Charlie Sheen wasn’t winning.
The first stop for the increasingly unhinged actor on his “My Violent Torpedo of Truth/Defeat Is Not an Option” tour was at the Fox Theater in Detroit on April 2, 2011. Reviews were not kind. The one-hour show was a “ragged mix of video clips, ear-splitting music, profanity-laced monologues and clumsy attempts to encourage audience participation” that “did not so much end as collapse,” as A.O. Scott put in the New York Times.
How did he sink this low? Sheen, 45 years old at the time and recently fired from his hit CBS sitcom Two and a Half Men, had made headlines earlier in 2011 via some seriously delinquent behavior and a series of bizarro interviews. Just a year earlier, he was celebrating being the top-paid actor on television.

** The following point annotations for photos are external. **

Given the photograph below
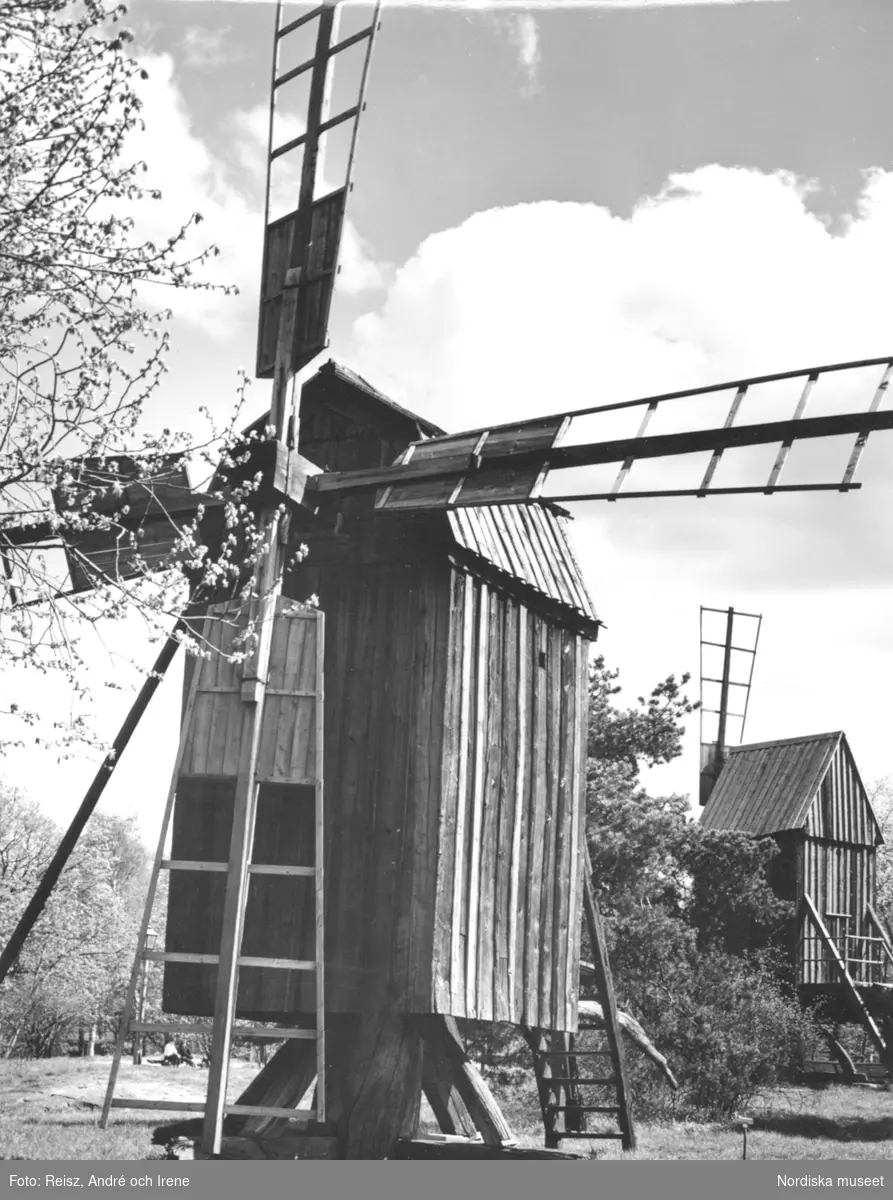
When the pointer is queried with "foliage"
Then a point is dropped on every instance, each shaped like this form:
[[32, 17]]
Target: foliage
[[688, 913], [73, 970], [83, 342], [649, 732]]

But that feat was quickly derailed after several stints in rehab, a public lashing out at Two and a Half Men creator Chuck Lorre and those infamous televised interviews. To start, we had his Apocalypse Now-themed rants on Alex Jones’s radio show — AN star Martin Sheen is Charlie’s father — where the actor showed off a “Death From Above” tattoo and claimed to have cured his alcoholism with his mind, bragging that “most of the time I’m an F-18, bro — I’ll destroy you in the air.”

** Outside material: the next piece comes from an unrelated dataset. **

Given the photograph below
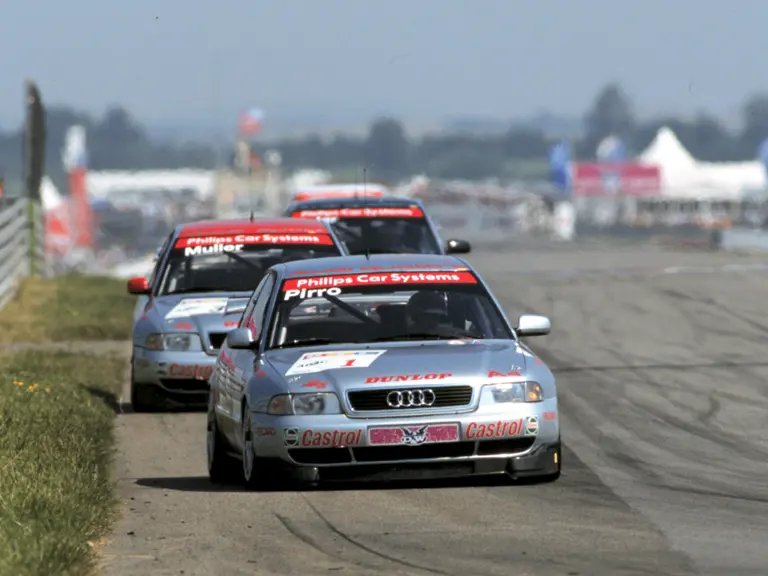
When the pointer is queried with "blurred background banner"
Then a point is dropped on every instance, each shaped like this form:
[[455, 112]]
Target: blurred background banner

Good Morning, America followed. Here, Sheen’s unhinged rants were laced with some prime catchphrases like “tiger’s blood,” “Adonis DNA,” “warlock” and “duh, winning.” He also announced, “I am on a drug. It’s called Charlie Sheen. It’s not available, because if you try it once, you will die and your children will weep over your exploded body. Too much?”
Apparently, not for America, which sided with Sheen — overlooking the outsized ego, drug issues, 9/11 truthing and some thinly veiled anti-Semitic rants against Lorre — and snatched up tickets to see the actor go on tour doing … well, no one knew exactly, but it was supposed to include “laughter, screaming, truth and mayhem.”
Unfortunately for everyone, Sheen lacked a stage concept beyond shock value. The first night started with comedian Kirk Fox booed off the stage. Then, a mock iPhone ad called “MaSheen” was played, followed by two contest winners (scantily clad women) singing the national anthem. Then some violent film clips from Apocalypse Now, Dirty Harry and Taxi Driver and then finally the man himself, who announced, “I am finally here to identify and train the Vatican assassin locked inside each and every one of you.”
As Entertainment Weekly remarked at the time, “Sheen [then] begins a lengthy speech in his newfound Malibu Messiah semi-coherent metaphor-stuffed neo-Hunter S. Thompson style, talking about his ‘napalm-dripping brain.’”
Fifteen minutes, the walkouts started amid a chorus of boos. A little over an hour later, Sheen was done.
But he got paid. “I already got your money, dude,” he told one heckler.
As one patron leaving the Fox Theater noted, ““Dude, that was seriously the worst thing I’ve ever witnessed.”
A few days later Sheen showed up in New York. I was there to cover it. The audience was an odd mix: many bemused, a lot of actual fans who apparently hadn’t read the early reviews, one loud 9/11 truther, an even louder anti-Semite … and Frank Stallone.
The first paragraph from my review at the time:
“BE MORE CRAZY!” The chant started behind us about 30 minutes into Charlie Sheen’s bizarrly horrific stage show on Friday night at Radio City Music Hall. Things got ugly fast for the fallen “Two and a Half Men” star, as boos, chants of “refund!” and catcalls nearly drowned out the actor. Sheenius, it was not. After a few boring stories about his hotel antics (you did crack and bought prostitutes…we get it), regurgitating his catchphrases (winning, tiger’s blood, etc.) and some unfunny banter with a host and a guitarist (who accented the “funny” lines with quick riffs), Sheen and the audience seemed to grow bored of each other. Walkouts were common — and anger, on both sides, was palpable by night’s end.
Two years later, Sheen admitted he had done the tour because he was financially hurting (he apparently made $7 million for the tour). He also admitted he didn’t have an act, as he told Piers Morgan. Two years after that, he publicly revealed that he’d been HIV positive since 2011.
“I was not ‘winning’ at all,” Sheen said in 2013. “I think what a lot of people don’t realize is I was completely broke, because, you know, when they kept my back-end and fired me and all that, I didn’t have any money left. So, I was using the tour to actually pay child support and mortgages and stuff like that. You know? So I’m grateful for that.”
His assessment of that Detroit show? “That was bad.”